Although traffic levels were no higher than usual and were remaining steady, we could not see any sign of CPU/Memory usage dropping. Further investigation showed that we were exhausting the write ticket limit on the primary node. This was causing new write queries to be queued which depleted CPU/Memory and meant we were using resources on non query related workloads reducing the query throughput we were able to handle.
Although this was not a major outage, it was having an effect on some API calls. To rectify the issue, we worked to reduce the CPU on the primary node so that we were in a position where we could increase the available resources on all nodes. Once the CPU usage was manageable, we replaced all nodes in the cluster, each node now has twice as much CPU and RAM available. We're planning on leaving the larger servers in place for the foreseeable future which will mean this issue is unlikely to be repeated whilst we work on identifying and correcting the problem queries. We're also planning on adding additional monitoring to ensure we catch any problems like issue before it has an impact on responses to end users.

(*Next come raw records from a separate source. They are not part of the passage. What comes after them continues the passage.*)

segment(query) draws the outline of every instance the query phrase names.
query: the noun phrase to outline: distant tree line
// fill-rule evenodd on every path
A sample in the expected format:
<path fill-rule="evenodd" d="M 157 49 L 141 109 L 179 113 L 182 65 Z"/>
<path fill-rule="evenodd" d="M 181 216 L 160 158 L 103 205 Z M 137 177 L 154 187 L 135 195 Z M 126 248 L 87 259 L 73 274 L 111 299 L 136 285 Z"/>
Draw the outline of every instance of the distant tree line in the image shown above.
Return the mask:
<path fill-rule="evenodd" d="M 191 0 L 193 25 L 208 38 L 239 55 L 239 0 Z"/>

Retrospectively, we identified that the initial spike was caused by a large influx of write queries combined with some resource intensive read queries. The primary node quickly got itself into a position where it was unable to recover completely. The issue with webhooks being delayed was deemed to have been caused by the initial influx of write queries, rather than the database issue as we originally thought. The backlog of webhooks was so large that the system processing them took much longer than usual to get through. We've since increased the throughput of this system so that it is much less sensitive to any increases in incoming events.